Je suis photographiée par un.e autre, je suis portraitisée, je suis entier, de 3/4, de face, de profil, je suis cette respiration. Cet instant de ma vie passé me sacre. Sous tes yeux, tu es témoin de l’histoire que je te raconte.
– Je cherchais une muse, moi voyeur, je voulais, avoir, sous mes yeux, un être, afin d’obéir à leurs ordres.
//Je te réponds, que je me suis moi-même photographiée, que je l’ai été, à mon tour, mais qu’à aucun moment, je n’ai envisagé d’exister depuis l’autre. J’ai le pouvoir de mon image, de jouer, avec elle, de la mettre en scène, je suis maitresse à bord de ma rive. Le refus d’être une muse est mon mot d’ordre.

Poison Ivy- The Cramps
Les reprentatrices, ambassadrices matricielles de ma culture, de mes cultures portent des noms, des visages de femmes ayant évolué sous l’égide d’un groupe mais en incarnant son visage principal, c’est le cas de Nina Hagen, Chrissie Hynde (Pretenders) Björk avec les Sugar Cubes, à l’origine, par exemple.
Elle peut aussi exister pour elle-même à l’instar d’une Janis Joplin, être une interprète spectaculaire comme Poison Ivy pour The Cramps, une volontaire irremplaçable à la manière d’une Kate Pierson pour The B-52’s, porter toujours plus haut la singularité façon Neneh Cherry ou Missy Elliott, mais aussi placer la barre de façon héroïque telle une somptueuse Karen Dalton, splendide Nina Simone, magistrale Billie Holiday.
Mes images sont celles, tragiques, parfois victorieuses, de femmes en lutte.
J’ai refusé tes propositions d’images parce qu’elles ne prenaient pas en considération la détermination de mes combats. L’endroit non permissif, d’où peut provenir un être, compose non pas une vie de reine mais bien d’esclave.
Je suis rapidement devenue une des esclaves les mieux payées de la région, je gagnais mille dollars par semaine, mais je n’avais pas plus de liberté que si j’avais cueilli le coton en Virginie – Billie Holiday
L’image pour dire juste

Avoir le courage de refuser les formes d’arrangements, débouter les facilités, rester intègre, je n’ai pas voulu vendre mes images, que l’on puisse en tirer profit ni bénéfice.
Si mes choix me radicalisent dans ma galère sociale, soit, j’accepte, cela ne sera qu’un énième juron violent mais insipide.
C’est bien de guerre dont il est, toutefois, question.
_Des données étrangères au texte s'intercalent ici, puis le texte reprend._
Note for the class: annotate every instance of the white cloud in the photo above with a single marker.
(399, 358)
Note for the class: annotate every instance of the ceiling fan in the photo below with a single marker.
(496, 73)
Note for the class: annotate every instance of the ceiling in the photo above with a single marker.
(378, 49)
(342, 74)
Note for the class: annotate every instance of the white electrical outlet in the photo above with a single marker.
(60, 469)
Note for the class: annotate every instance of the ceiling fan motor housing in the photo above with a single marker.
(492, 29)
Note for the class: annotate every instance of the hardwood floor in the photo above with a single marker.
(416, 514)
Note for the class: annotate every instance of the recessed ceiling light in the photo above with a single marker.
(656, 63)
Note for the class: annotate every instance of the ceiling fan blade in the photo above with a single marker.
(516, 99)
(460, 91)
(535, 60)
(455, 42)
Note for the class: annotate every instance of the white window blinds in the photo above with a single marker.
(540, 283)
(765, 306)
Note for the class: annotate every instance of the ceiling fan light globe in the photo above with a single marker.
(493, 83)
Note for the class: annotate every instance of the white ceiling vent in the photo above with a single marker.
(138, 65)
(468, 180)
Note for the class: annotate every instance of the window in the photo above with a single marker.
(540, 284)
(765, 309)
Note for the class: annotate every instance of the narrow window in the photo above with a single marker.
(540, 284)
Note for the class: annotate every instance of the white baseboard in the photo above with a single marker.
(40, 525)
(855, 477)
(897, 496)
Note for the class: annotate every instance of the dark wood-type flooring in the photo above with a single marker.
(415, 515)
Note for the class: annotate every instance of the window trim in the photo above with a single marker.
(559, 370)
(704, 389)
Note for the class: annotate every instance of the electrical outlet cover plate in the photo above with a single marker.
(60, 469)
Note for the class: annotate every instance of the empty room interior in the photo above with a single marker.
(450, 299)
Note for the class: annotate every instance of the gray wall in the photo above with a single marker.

La guerre des mondes, des miens, des tiens, de ceux qui sont tenus à bout portant, de ceux qui menacent de s’écraser, de ceux qui sont, éminemment, perdus.
La voix de nos images est pourtant assourdissante, cependant, il semble toujours plus évident de ne pas l’entendre. Si je les écoute, avec le respect, qu’elles exigent, je comprends que j’ai la matière textuelle nécessaire à mes chants.
Si je porte une attention véritable à mes messagères, je sais que le mouvement revient à la surface, il ne me reste plus qu’à coudre, avec la concentration vertueuse qui va avec, mon juste canevas.
L’image fixe est une langue, l’écriture en est une autre, la photographie est une prise de pouvoir et de contrôle sur ce qui dessine mes personnages, ce qui délimite et façonne mes mondes: ce que j’ai eu sous les yeux.
Le théâtre est un espace de conception, la danse, de parole, la musique, d’expression émotionnelle. Je saisis que je peux me suffire à moi-même, m’auto-produire, concevoir mes livres d’artistes, faire, à la main, mes tirages.
Je prends conscience que l’intelligence de ma main n’est pas moindre, que le déterminisme peut modifier la donne, que la reproduction sociale se limite à un souffle court.
Je n’ai pas besoin d’éditeur, seulement, suffisamment de moyens et d’énergies pour activer toutes mes ressources, l’idée restant la même : ne pas se trahir dans la traduction de mes mondes.
Se tenir hors du feu du déni, s’écarter de la voie de la mauvaise foi. Se concentrer pour entendre. Porter à ses endroits, la justesse de ses envers, c’est-à-dire tout ce qui vient nourrir l’être: ce « je suis » et ce « je dois apprendre à regarder et à comprendre d’où je viens ».
Mes images sont fabriquées à partir de mes outils psychiques. Elles portent des valeurs d’indépendance, de justice et se sont frottées à des mondes qui ne les estimaient pas.
Ce que je leur souhaite ? Un respect incompressible.
Nos images sont nos murs, tangibles, que l’on espère, lors de tempêtes, impénétrables.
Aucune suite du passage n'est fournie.